Dive Brief:
-
Inventory management solutions provider Avery Dennison has announced a global partnership with Target focused on Radio Frequency Identification (RFID) technology as part of the retailer's ongoing deployment of RFID across more than 1,600 locations.
-
Target is deploying Avery Dennison's broad UHF RFID portfolio for a variety of category and performance needs, including apparel and home products. Also, an Avery Dennison statement said the company’s RFID tags “have been seamlessly integrated with current trim products to optimize the branding of the garments being tagged.”
-
The announcement of the partnership comes almost two years after Target announced a major initiative to bring RFID tags and technology into all of its stores.
Dive Insight:
Target has consistently said that it sees RFID as important, though after its big announcement in 2015 outlining its RFID adoption plans, we can't find record of the retailer saying anything about which technology suppliers it was using for the project. The closest thing we could find was this presentation from late 2015, which mentions Avery Dennison (on page 30, along with fellow RFID company SML Group), though Avery Dennison isn't specifically referenced as Target's partner. So, has Avery Dennison been Target's RFID project partner all along, and it's just being formally announced now? We're not sure.
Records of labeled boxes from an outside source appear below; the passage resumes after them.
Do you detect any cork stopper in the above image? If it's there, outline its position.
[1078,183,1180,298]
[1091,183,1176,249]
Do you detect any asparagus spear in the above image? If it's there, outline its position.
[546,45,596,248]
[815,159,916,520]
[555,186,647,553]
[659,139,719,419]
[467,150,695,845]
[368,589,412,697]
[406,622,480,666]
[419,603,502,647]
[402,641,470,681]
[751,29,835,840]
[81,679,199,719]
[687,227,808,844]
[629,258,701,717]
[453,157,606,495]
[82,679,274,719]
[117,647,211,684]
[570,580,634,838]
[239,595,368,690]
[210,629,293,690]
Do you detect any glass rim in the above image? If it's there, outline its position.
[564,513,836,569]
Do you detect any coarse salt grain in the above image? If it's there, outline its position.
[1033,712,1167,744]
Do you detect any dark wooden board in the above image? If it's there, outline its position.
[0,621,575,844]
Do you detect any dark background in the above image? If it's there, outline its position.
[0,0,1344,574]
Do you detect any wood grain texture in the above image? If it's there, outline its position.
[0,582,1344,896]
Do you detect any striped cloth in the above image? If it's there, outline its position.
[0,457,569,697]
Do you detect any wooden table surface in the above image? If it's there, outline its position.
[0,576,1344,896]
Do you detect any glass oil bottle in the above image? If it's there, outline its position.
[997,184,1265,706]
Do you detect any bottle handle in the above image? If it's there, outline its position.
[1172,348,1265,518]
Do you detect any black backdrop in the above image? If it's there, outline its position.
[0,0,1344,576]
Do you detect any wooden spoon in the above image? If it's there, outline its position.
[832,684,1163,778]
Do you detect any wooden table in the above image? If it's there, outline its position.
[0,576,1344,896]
It's also interesting that throughout last year Target didn't offer many specifics at all about how its effort to bring RFID into all of its locations was going. Then, just before 2016 ended, Target touted RFID and related technology investments as helping it improve its buy online, pick up in-store program and contribute to its third quarter 2016 sales increase. Still, we can't find any public statements from Target about how many of its store currently have RFID, and to what extent RFID is used in those stores already.
This week's announcement from Avery Dennison does seem to suggest that Target's plans for UHF RFID tags extend beyond apparel — the original focus — to include some home products as well. That's what Avery Dennison said in its press release, anyway. Target isn't quoted at all in the release, which is not something you usually see with this type of announcement: If a retailer is named, it is often quoted, even if the quote is vague and lacking substance.
None of these comments are intended to throw shade at Avery Dennison's role in the project or its position in the RFID market. It would just be nice to know what's really happening with Target's RFID deployment. RFID is a technology that has major implications in both the supply chain and on the store floor in the years to come. It can help retailers be more accurate and efficient about managing inventory, can help them prevent loss from theft and ultimately can create more positive experiences and results for shoppers. Target could undeniably claim a leadership role in this movement if it talked a little more about what it is actually doing.